The National Transportation Safety Board (NTSB) has released a preliminary report for its investigation of the performance of DOT-111 tank cars in a Montana Rail Link (MRL) train that was involved in a derailment and bridge collapse on June 24, 2023.
“On June 24, 2023, about 6:14 a.m. local time, Montana Rail Link (MRL) freight train MLEUMIS123, a 55-railcar key train, derailed near Reed Point, Stillwater County, Montana,” according to the report, which NTSB issued July 24 and said contains information that is preliminary and subject to change. “The train was crossing the MRL 51 bridge over the Yellowstone River at a speed of 38 mph when 16 tank cars derailed at milepost 51.6. Sixteen railcars in positions 36 through 52, 15 of which were loaded with hazardous materials (hazmat), derailed. Ten derailed railcars submerged in the water, nine of which were hazmat tank cars. No fire, injuries or evacuations were reported. Visibility conditions at the time of the derailment were daylight and clear; the temperature was 53°F. There was no precipitation, and the wind was out of the north-northwest at 17 mph. Three local water treatment facilities downstream of the derailment were shut down, but emergency protective measures were lifted by noon of that day.”
The report said the 3,280-foot-long train originated from Laurel, Mont., and was destined for Missoula, Mont. Of its 55 cars, 47 were loaded and 35 contained hazardous materials. The track speed limit was 45 mph on the approach to the bridge, then reduced to 40 mph on the curve.
According to the NTSB report, although the train “did not meet the definition of a high-hazard flammable train as defined in Title 49 Code of Federal Regulations (CFR) 171.8, it met the April 1, 2020, edition of United States Hazardous Materials Instructions for Rail, definition of a key train by having 20 or more loaded hazardous materials shipments or intermodal portable tank loads having any combination of hazardous material and was listed on the train’s consist as such.

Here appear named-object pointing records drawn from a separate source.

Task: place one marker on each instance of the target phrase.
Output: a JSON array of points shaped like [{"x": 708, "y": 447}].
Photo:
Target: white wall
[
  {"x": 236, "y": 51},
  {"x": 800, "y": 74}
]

This train was subject to the safety and security planning requirements of 49 CFR Part 172, Subpart I.”
All the submerged hazmat tank cars were U.S. Department of Transportation (DOT) specification 111A100W1, reported NTSB, which noted that the 15 derailed hazmat tank cars included three loaded with molten sulfur (NA2488), two with sodium hydrosulfide (UN2922), and six with asphalt petroleum liquid (UN2522). The molten sulfur and asphalt petroleum liquid released into the river, it said.
NTSB’s on-scene tank car inspections were completed July 11, and the agency said “preliminary findings show that hazmat releases occurred from nine mechanically breached tank cars. The remaining 26 hazardous materials tank cars did not breach. The NTSB’s investigation is ongoing.”
The Federal Railroad Administration (FRA) is leading all other aspects of the investigation, according to NTSB. An FRA spokesperson on July 24 told Railway Age that its investigation is “active and ongoing,” and its “focus remains on the cause of derailment, as well as understanding the structural failure. EPA remains the lead on environmental cleanup and remediation.”
MRL completed reconstruction work and resumed traffic over the bridge less than a month after the incident.
The bridge is owned by BNSF, but MRL has maintained it since 1987, according to the Class I railroad. MRL began leasing BNSF lines between Huntley, Mont., and Sandpoint, Idaho, at that time and will continue to do so until the lease concludes in January 2024. BNSF will then resume operational control and infrastructure maintenance, the Class I told Railway Age on June 26.
“The railroad bridge is inspected twice a year and the most recent inspection was performed in May, [MRL spokesperson Andy] Garland said,” according to a June 26 Associated Press report.